Background/Purpose: Skin gene expression profiling can distinguish SSc from normal skin and can detect different subsets of disease. Previous studies have reported a cross-sectional relationship between the expression of genes in whole skin and the modified Rodnan skin score (mRSS). We aim to compare gene expression in early versus late dcSSc and define cells responsible for the upregulation of candidate genes.

Methods: Total RNA was extracted from forearm skin biopsies of 3 early dcSSc anti-RNA polymerase III positive (ARA+) patients and 3 late dcSSc ARA+ patients. COMP, chemokine ligand 2 (CCL2), PDGF-A, collagen type I a 1 chain (COL1A1), interferon Induced Protein 44 (IFI44), IL-6, MMP3, SERPINE, TGF-b and thrombospondin 1 (THBS1) was measured using quantitative PCR analysis. mRSS was assessed in all patients and correlated with normalized gene expression. RNA in situ hybridization for a-actin-2 (ACTA2), CCL2, COL1A1, COL3A1, COMP, SERPINE and THBS1 mRNA was performed using RNAscope¨ 2.5 LS Reagent Kit in early dcSSc ARA+ patients (n=2) and healthy controls (HC) (n=3). Semi-quantitative scoring criteria were applied (score from 0 to 4).

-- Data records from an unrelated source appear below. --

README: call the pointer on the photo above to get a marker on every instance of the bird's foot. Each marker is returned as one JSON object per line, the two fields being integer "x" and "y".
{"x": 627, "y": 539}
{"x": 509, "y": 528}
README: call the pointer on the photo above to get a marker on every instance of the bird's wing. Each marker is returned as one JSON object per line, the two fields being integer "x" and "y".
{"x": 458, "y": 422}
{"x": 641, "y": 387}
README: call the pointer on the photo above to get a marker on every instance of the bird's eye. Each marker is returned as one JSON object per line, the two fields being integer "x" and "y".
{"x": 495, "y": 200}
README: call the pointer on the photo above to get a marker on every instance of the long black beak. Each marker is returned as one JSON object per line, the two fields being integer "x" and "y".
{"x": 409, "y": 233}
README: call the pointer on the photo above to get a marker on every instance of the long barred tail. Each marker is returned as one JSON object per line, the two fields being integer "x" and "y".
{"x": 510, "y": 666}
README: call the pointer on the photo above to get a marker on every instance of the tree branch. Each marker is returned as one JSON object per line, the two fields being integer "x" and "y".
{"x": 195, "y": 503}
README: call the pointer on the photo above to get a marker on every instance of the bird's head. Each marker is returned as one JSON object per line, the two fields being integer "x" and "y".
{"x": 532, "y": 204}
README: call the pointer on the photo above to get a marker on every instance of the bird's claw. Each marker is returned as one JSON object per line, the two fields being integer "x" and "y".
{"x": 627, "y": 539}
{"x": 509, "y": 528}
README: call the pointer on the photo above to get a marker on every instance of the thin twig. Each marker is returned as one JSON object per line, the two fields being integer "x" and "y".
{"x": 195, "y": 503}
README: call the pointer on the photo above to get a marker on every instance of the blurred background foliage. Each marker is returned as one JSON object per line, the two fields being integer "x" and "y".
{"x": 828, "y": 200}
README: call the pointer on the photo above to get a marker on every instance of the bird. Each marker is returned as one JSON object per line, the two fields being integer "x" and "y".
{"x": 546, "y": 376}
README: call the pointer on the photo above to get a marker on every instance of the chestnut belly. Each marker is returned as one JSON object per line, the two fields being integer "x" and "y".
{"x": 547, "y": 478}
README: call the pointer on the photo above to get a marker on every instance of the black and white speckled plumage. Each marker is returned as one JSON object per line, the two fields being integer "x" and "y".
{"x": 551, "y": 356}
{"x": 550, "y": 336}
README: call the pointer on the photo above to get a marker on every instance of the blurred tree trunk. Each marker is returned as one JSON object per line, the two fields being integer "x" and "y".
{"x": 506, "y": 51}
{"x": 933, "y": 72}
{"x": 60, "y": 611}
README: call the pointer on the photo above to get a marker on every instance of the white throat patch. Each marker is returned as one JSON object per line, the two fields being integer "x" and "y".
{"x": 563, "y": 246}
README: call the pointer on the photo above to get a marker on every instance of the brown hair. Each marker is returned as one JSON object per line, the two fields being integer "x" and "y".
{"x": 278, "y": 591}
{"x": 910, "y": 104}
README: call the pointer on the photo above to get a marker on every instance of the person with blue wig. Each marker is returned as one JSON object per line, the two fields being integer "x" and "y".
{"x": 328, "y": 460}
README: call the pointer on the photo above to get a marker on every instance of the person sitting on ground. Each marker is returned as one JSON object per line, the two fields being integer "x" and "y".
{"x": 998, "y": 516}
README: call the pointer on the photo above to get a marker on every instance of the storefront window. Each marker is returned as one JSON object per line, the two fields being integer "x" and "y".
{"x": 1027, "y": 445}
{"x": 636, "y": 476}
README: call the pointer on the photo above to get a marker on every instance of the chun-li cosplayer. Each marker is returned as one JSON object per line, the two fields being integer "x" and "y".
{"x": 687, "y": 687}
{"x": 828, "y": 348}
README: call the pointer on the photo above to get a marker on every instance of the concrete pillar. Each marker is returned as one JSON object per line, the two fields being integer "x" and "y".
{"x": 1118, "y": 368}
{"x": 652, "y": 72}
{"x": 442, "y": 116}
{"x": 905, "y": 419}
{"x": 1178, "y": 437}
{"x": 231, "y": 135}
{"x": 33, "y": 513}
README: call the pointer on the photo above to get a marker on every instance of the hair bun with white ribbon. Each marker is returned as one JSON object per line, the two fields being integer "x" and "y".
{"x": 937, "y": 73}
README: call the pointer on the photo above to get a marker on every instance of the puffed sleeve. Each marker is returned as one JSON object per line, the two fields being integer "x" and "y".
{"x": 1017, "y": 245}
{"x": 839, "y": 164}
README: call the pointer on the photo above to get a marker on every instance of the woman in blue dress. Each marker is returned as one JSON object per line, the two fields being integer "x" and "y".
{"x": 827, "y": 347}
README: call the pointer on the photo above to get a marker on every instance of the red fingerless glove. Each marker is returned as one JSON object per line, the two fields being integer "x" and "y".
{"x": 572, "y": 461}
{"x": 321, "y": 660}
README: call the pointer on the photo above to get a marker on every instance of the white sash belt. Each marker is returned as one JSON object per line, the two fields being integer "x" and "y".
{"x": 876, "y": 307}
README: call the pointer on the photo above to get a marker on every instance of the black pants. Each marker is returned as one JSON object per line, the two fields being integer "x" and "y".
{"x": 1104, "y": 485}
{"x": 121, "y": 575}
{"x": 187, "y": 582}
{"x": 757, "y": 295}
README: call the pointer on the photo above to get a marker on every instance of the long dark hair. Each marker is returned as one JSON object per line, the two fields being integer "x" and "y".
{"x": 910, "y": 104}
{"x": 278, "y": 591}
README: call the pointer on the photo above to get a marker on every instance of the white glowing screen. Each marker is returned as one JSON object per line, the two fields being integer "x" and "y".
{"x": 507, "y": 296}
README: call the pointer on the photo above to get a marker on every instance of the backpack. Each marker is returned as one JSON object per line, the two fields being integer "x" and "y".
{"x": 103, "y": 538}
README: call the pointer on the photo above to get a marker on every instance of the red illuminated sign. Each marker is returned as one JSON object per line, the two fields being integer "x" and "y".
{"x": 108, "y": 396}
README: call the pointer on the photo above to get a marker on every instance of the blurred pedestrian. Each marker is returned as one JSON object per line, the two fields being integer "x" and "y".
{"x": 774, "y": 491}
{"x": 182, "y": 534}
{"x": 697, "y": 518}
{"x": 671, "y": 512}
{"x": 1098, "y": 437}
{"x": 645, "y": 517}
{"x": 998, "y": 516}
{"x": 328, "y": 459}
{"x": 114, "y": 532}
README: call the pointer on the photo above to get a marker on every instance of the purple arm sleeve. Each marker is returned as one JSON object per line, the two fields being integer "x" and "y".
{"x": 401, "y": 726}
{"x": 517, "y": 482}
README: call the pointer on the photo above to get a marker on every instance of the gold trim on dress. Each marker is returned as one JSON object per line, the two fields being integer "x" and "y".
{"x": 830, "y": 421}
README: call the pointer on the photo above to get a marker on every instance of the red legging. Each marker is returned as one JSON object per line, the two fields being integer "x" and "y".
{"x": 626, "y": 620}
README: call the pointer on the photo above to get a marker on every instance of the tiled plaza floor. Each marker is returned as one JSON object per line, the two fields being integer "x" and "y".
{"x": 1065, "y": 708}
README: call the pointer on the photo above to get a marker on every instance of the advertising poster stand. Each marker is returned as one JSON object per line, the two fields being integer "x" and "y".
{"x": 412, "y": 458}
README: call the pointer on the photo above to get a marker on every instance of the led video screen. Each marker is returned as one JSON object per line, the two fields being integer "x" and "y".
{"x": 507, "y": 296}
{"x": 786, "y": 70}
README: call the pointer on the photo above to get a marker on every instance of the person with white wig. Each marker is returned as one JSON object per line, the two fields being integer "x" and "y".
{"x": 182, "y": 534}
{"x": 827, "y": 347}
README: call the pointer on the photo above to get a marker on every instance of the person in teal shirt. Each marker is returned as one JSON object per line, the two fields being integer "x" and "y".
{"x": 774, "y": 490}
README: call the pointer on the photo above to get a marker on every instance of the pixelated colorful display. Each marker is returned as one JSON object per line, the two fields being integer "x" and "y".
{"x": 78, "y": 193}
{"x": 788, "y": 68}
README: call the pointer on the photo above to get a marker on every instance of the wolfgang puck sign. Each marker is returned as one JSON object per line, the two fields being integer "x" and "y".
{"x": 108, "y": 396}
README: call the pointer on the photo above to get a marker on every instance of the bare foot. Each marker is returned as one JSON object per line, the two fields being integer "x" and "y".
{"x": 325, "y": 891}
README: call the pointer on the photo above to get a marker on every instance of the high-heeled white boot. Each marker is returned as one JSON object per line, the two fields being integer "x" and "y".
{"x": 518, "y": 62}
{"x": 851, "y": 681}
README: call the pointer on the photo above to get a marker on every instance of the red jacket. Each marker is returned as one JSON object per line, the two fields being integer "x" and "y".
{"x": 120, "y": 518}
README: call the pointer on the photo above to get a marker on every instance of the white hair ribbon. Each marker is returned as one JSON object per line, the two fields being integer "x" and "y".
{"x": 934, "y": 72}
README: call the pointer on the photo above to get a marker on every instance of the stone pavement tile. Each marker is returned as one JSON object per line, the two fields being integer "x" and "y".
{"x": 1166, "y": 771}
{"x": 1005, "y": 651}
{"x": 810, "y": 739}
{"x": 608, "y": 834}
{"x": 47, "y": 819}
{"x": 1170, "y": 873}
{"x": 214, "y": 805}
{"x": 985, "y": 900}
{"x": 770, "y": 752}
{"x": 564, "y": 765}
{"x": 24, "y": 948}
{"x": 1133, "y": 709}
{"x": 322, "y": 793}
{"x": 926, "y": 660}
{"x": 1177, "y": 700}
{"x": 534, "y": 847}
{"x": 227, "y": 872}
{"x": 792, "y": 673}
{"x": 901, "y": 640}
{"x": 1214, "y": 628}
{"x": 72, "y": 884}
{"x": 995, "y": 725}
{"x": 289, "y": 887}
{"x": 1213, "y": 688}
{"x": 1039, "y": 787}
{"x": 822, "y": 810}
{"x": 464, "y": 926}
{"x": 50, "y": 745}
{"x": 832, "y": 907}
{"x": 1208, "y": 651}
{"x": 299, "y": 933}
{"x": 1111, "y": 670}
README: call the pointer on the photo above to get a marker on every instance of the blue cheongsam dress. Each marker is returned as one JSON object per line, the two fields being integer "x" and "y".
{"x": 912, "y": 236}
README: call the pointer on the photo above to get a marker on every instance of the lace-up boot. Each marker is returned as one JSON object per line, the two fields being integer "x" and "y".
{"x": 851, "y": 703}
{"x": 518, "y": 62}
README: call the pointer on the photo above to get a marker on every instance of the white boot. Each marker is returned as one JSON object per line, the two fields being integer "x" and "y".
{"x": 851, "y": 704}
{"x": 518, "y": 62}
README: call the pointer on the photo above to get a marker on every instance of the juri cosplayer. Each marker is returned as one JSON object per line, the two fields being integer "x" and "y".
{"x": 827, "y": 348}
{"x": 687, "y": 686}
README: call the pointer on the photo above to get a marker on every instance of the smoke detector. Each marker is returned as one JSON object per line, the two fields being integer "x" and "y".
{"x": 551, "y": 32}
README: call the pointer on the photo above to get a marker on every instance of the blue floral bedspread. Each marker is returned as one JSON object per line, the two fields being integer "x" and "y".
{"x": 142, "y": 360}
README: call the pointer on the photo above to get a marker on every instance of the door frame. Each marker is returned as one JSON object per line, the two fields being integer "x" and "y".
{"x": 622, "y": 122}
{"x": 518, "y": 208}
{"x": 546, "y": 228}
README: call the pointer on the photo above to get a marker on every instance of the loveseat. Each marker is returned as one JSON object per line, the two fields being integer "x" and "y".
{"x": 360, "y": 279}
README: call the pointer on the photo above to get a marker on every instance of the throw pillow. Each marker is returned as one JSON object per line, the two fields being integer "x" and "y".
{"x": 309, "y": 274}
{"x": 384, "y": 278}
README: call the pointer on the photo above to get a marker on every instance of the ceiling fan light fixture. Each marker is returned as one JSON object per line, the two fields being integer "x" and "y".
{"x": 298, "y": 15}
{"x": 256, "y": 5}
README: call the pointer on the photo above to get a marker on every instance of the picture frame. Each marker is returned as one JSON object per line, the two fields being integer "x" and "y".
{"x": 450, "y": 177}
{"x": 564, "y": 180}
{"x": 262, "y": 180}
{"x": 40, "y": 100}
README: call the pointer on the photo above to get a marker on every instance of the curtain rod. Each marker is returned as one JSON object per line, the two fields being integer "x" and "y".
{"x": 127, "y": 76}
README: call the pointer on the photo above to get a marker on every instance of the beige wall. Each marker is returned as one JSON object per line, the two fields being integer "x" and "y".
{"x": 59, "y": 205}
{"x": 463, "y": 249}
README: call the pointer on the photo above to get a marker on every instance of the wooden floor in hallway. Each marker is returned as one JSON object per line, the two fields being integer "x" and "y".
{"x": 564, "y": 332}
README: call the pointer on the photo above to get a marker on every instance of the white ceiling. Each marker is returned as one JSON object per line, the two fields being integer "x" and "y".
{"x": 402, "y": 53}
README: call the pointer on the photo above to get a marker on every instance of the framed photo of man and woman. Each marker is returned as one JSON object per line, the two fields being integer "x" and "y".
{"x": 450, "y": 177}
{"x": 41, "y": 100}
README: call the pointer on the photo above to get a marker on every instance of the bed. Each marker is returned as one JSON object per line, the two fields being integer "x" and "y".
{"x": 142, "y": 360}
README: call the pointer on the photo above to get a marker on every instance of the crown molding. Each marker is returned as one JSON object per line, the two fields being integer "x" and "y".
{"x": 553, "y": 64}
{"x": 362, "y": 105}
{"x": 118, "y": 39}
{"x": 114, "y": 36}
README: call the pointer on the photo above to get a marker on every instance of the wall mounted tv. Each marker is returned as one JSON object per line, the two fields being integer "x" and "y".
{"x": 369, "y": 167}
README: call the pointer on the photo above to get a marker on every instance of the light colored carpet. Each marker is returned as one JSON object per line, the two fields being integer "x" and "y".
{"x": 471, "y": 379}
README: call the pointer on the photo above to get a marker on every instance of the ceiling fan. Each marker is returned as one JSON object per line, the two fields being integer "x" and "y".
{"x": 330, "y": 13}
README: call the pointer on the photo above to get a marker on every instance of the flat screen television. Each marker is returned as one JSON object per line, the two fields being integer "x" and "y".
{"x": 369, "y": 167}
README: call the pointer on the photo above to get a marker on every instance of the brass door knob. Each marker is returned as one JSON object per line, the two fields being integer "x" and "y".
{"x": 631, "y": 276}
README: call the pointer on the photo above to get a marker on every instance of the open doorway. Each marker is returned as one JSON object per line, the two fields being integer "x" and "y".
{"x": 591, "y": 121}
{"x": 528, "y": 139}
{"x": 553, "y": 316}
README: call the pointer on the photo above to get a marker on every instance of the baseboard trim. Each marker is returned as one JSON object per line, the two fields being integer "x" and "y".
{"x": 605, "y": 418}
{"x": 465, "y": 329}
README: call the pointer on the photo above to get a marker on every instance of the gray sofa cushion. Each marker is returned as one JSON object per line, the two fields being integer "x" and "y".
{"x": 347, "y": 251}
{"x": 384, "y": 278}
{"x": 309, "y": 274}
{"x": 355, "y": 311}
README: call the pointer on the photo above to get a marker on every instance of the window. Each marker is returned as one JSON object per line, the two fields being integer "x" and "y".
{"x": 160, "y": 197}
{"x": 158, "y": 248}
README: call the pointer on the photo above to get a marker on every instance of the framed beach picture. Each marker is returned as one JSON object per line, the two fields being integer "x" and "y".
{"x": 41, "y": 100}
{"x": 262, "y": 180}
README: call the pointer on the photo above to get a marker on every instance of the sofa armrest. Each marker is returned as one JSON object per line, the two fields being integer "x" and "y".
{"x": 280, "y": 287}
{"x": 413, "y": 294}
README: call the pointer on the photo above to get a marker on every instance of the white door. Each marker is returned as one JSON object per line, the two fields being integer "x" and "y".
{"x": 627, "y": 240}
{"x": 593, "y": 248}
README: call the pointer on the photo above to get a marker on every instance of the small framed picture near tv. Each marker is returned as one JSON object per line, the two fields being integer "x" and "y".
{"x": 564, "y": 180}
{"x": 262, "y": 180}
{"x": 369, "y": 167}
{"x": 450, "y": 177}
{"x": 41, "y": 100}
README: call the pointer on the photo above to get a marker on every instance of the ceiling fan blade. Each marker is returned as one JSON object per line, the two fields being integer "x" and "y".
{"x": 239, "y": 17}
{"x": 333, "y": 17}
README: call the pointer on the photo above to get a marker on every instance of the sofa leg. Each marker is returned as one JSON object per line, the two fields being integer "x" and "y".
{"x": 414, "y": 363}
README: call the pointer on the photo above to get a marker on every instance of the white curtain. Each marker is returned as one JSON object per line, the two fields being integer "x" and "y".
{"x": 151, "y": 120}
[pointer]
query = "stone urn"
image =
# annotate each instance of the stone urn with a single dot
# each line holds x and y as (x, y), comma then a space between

Results: Whole skin relative normalized gene expression of COMP, CCL2, IL-6, SERPINE and THBS1 was significantly (p < 0.05) higher in early compared to late SSc skin (COMP mean 25049.15 ± 10862.16 vs 5256.47 ± 2380.53; CCL2 mean 1722.04 ± 598.93 vs 638.25 ± 279.96; IL-6 mean 43.98 ± 40.76 vs 11.91 ± 5.44; SERPINE mean 1770.32 ± 704.46 vs 184.48 ± 61.37; THBS1 mean 7190.75 ± 309.89 vs 1176.81 ± 235.35) [Figure 1]. There was a positive correlation between SERPINE and THBS1 and mRSS (SERPINE r² = 0.493, p = 0.09; THBS1 r² = 0.91, p = 0.02). Whole skin relative normalized gene expression of all the remaining genes, except for IFI44, was also higher in early compared to late patients although not significantly.  RNAscope analysis revealed positive SERPINE staining in subsets of fibroblast-like cells located in the mid-dermis in early dcSSc only (score 3 and 4 in early dcSSc vs score 0 in HCs). An increased number of THBS1+ and COMP+ fibroblast-like cells (α-smooth muscle actin +)  were found in the deep dermis of early dcSSc (score 4 in early dcSSc pts vs score 0, 2 and 3 in HCs).

Conclusion: SERPINE, THBS1, COMP, CCL2 and IL-6 are upregulated in early compared to late dcSSc patients. THBS1 and COMP are key genes associated with skin involvement and both are TGF-b regulated. RNAscope technology not only confirmed the upregulation of SERPINE, COMP and THBS1 in early dcSSc, but detected the expression of these genes in the dermis of patients in subsets of cells. These findings highlight how specific cells may be responsible for the pro-fibrotic and inflammatory changes typical of the early stages of the disease. Upregulation of fundamental pro-fibrotic and inflammatory genes could be crucial in the early stages of SSc and specific subsets of cells in the dermis could be the responsible for this.